Internationally, we have Julia Lerner, a German classical music hall pianist who currently teaches at institutes like Jugendmusikschule, Ludwigsburg, Hear and Now Musikschule, Stuttgart, Germany. She tells us about her delightful quarantine project which took flight from the nests of isolation. As a way of not being able to perform and being cooped up, Julia launched a project to substitute the stage. The Queen song ‘Show Must Go On’, so very much relevant to the fight against these dreadful times, was chosen as musicians from around Germany and the world came together to form a video compilation of this song with Julia leading. This was a success. Moreover , she says, “I grew up as strictly a classical musician and I had always wanted to explore jazz, and now was the time, now were the days, I downloaded some tutorials and I can in no way say I am a good at it, but at least I’ve begun. It’s funny to explore this newer genre. It’s reckless.” This points to a certain trend in the world of music of musicians leaving their old selves if just for a while to touch upon something completely new, even if it is something of an antithesis to their original form. “The next time I walk up the stage, I will not walk, I will run up there,” she says speaking of the reverence she feels for the instrument before a performance. And maybe, if the audience is lucky, the Elegy of Rachmaninoff may have a touch of jazz.

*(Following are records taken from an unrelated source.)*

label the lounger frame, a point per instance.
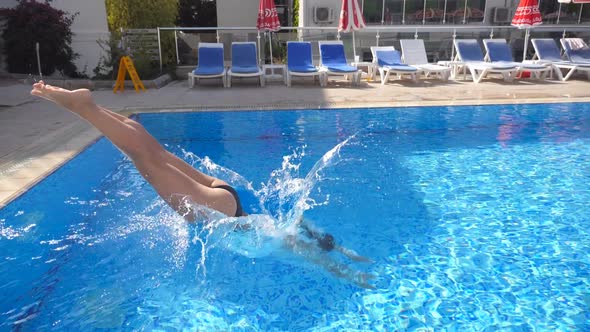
(414, 54)
(385, 72)
(355, 77)
(480, 69)
(290, 73)
(259, 73)
(557, 63)
(539, 73)
(194, 78)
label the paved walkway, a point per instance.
(37, 137)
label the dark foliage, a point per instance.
(32, 22)
(197, 13)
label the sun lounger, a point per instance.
(300, 62)
(388, 61)
(414, 54)
(547, 51)
(576, 50)
(210, 65)
(469, 52)
(244, 62)
(498, 51)
(333, 62)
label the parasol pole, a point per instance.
(404, 13)
(465, 13)
(38, 60)
(382, 21)
(353, 45)
(527, 35)
(424, 13)
(270, 45)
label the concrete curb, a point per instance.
(156, 83)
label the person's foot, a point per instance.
(70, 99)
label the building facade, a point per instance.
(90, 26)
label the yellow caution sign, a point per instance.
(126, 65)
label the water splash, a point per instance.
(283, 200)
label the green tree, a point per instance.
(141, 14)
(31, 22)
(197, 13)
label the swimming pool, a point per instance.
(476, 218)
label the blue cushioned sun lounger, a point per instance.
(333, 61)
(499, 52)
(414, 54)
(300, 62)
(210, 64)
(469, 52)
(244, 62)
(576, 50)
(388, 61)
(547, 51)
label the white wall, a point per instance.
(237, 13)
(89, 26)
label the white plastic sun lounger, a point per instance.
(244, 62)
(414, 54)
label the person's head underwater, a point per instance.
(326, 242)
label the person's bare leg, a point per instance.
(177, 162)
(160, 168)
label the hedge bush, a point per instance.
(31, 22)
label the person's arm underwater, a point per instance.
(327, 242)
(318, 256)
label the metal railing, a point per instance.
(375, 35)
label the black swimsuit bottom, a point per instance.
(232, 191)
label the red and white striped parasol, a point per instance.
(351, 16)
(527, 14)
(268, 18)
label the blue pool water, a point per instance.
(476, 218)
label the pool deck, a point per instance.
(37, 137)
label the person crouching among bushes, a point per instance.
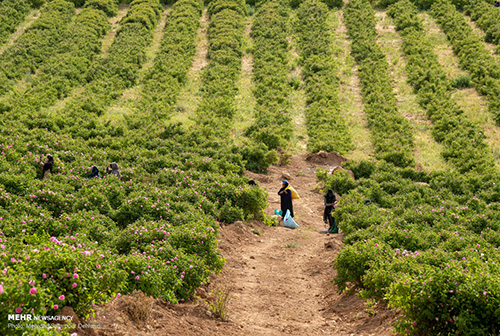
(46, 166)
(330, 201)
(113, 169)
(286, 199)
(94, 172)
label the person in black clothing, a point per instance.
(94, 172)
(251, 183)
(46, 166)
(286, 198)
(330, 201)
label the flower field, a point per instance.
(427, 245)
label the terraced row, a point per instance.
(272, 125)
(391, 135)
(326, 127)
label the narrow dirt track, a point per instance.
(280, 279)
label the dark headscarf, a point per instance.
(49, 164)
(94, 173)
(330, 196)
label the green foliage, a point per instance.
(470, 49)
(107, 6)
(427, 245)
(62, 72)
(461, 82)
(258, 157)
(329, 3)
(273, 123)
(486, 17)
(155, 228)
(12, 12)
(463, 141)
(326, 127)
(225, 35)
(391, 132)
(39, 42)
(165, 79)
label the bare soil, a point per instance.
(280, 279)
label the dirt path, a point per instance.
(280, 278)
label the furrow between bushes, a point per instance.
(163, 82)
(225, 35)
(392, 135)
(12, 13)
(60, 74)
(463, 140)
(273, 123)
(326, 126)
(479, 63)
(39, 42)
(108, 77)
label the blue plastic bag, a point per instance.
(289, 222)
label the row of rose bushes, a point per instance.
(392, 135)
(215, 114)
(463, 141)
(428, 245)
(68, 67)
(107, 231)
(168, 74)
(472, 53)
(326, 126)
(109, 77)
(225, 36)
(38, 43)
(175, 181)
(486, 17)
(273, 123)
(12, 13)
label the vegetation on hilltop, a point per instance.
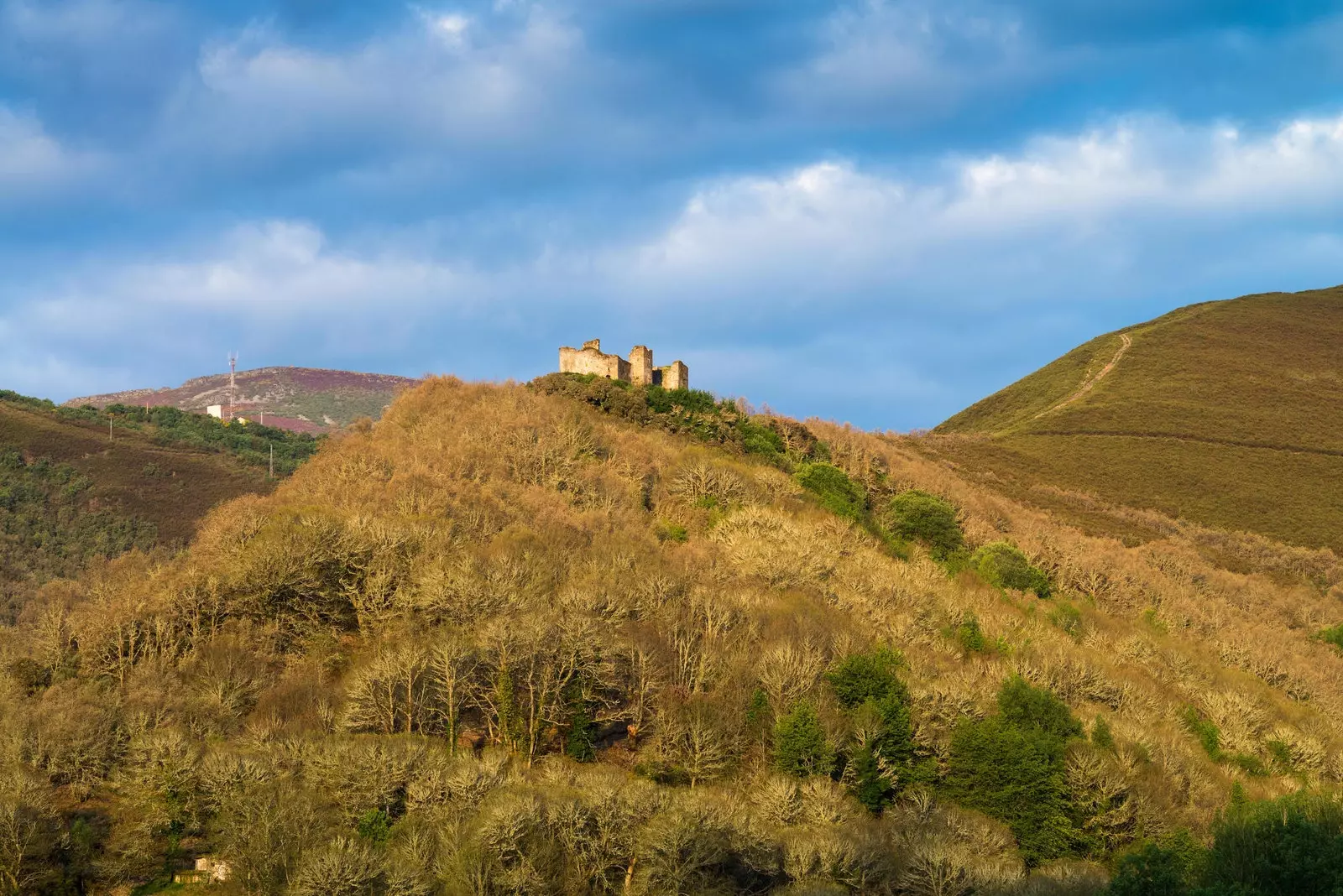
(458, 654)
(71, 494)
(1222, 414)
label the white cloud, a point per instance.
(273, 271)
(449, 81)
(834, 223)
(866, 273)
(910, 56)
(33, 161)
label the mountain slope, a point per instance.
(1225, 414)
(71, 492)
(299, 399)
(577, 638)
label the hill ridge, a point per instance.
(1199, 387)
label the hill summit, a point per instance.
(1225, 414)
(299, 399)
(582, 636)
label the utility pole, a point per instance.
(233, 367)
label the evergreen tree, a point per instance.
(799, 743)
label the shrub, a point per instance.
(799, 743)
(833, 488)
(1206, 732)
(1033, 708)
(866, 676)
(917, 515)
(1101, 735)
(693, 400)
(1068, 618)
(1011, 766)
(1016, 775)
(759, 440)
(374, 826)
(868, 687)
(1288, 846)
(1004, 565)
(1152, 871)
(1333, 635)
(970, 636)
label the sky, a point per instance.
(870, 211)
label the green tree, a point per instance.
(917, 515)
(1004, 565)
(833, 488)
(799, 743)
(1011, 766)
(1288, 846)
(866, 685)
(1152, 871)
(1033, 708)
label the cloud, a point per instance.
(910, 58)
(31, 161)
(890, 295)
(441, 81)
(837, 223)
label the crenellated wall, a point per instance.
(638, 369)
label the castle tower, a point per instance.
(641, 365)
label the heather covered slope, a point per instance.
(1225, 414)
(515, 642)
(300, 399)
(71, 492)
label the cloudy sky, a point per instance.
(875, 211)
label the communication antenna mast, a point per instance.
(233, 369)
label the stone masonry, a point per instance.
(637, 371)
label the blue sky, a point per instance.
(875, 211)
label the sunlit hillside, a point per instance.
(1225, 414)
(572, 638)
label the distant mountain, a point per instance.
(297, 399)
(1225, 414)
(71, 491)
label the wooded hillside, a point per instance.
(572, 638)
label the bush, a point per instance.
(759, 440)
(970, 636)
(866, 685)
(1152, 871)
(1288, 846)
(1004, 565)
(866, 676)
(693, 400)
(1011, 766)
(1016, 775)
(1032, 708)
(917, 515)
(1333, 635)
(833, 488)
(1101, 735)
(799, 743)
(1206, 732)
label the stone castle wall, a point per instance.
(638, 369)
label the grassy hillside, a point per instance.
(581, 638)
(71, 492)
(299, 399)
(1225, 414)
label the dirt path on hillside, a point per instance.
(1091, 384)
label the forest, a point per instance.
(577, 638)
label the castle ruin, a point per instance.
(638, 371)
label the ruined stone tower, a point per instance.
(638, 371)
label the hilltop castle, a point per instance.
(637, 371)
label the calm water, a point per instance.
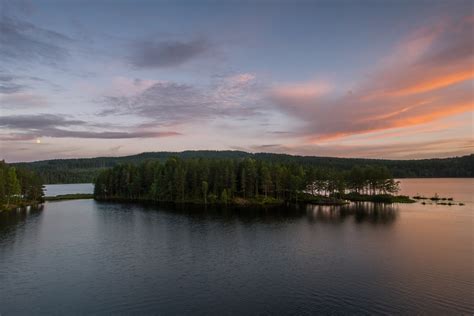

As for the spectrum of amateur-ship, Shagnik Chakravrarty, a student and a self-taught musician tells us, “One of my aims in degree college was to at least attend amateur-ship in any instrument. I had time now and I started doing a course on my old small piano and really loved it. Hence I invested in an actual keyboard now and if not for quarantine I don’t know if my musical journey would’ve fully begun.” The Black Swan state of the world currently maybe doing the music world more good than harm, or so it seems.

What is it that all of these musicians from across a spectrum of genres, from the calm and pell-mell tumble of blues and jazz to the set wonders of classical, have in common? We can see that musicians everywhere have begun to reinvent the old and define the new. This year we have in the air the spirit of reinvention and revolution, nothing is set in stone anymore and music as it is, a collection of beautiful frequencies arranged just so, follows suit.

Is music and are musicians now up for a rebirth, a renaissance 2.0 of sorts, with everything in the world collapsing and rebuilding at the same time? Maybe there is an evolution, maybe there is a revolution, but musically, nothing seems to beat the solid fact that it will always exist to accompany each and every phase that mankind together walks through.

This can be seen from the fact a new genre has emerged in these past couple months of world quarantine called ‘Bardcore’. It is the sort of thing which makes one wonder at the sheer creative prowess of humanity— Bardcore being a medieval revival of older instruments and vocals with Anglo-Saxon translations of modern songs (even Lady Gaga’s, yes). If this is not a reinvention of the old for a newer world that we now face, with the talk of the new normal et cetera, then what indeed is? Music like history will repeat itself and so will musicians like revolutionaries be its revivalists.

Kurt Cobain’s words of madness, Freddie Mercury’s words of hope — “My soul is painted like the wings of butterflies, Fairy Tales of yesterday, grow but never die”, but all in all, Nirvana fans, “I shaved my head” nonetheless, as the drama of Mahler's Symphony drops the curtain — to a newer world outside.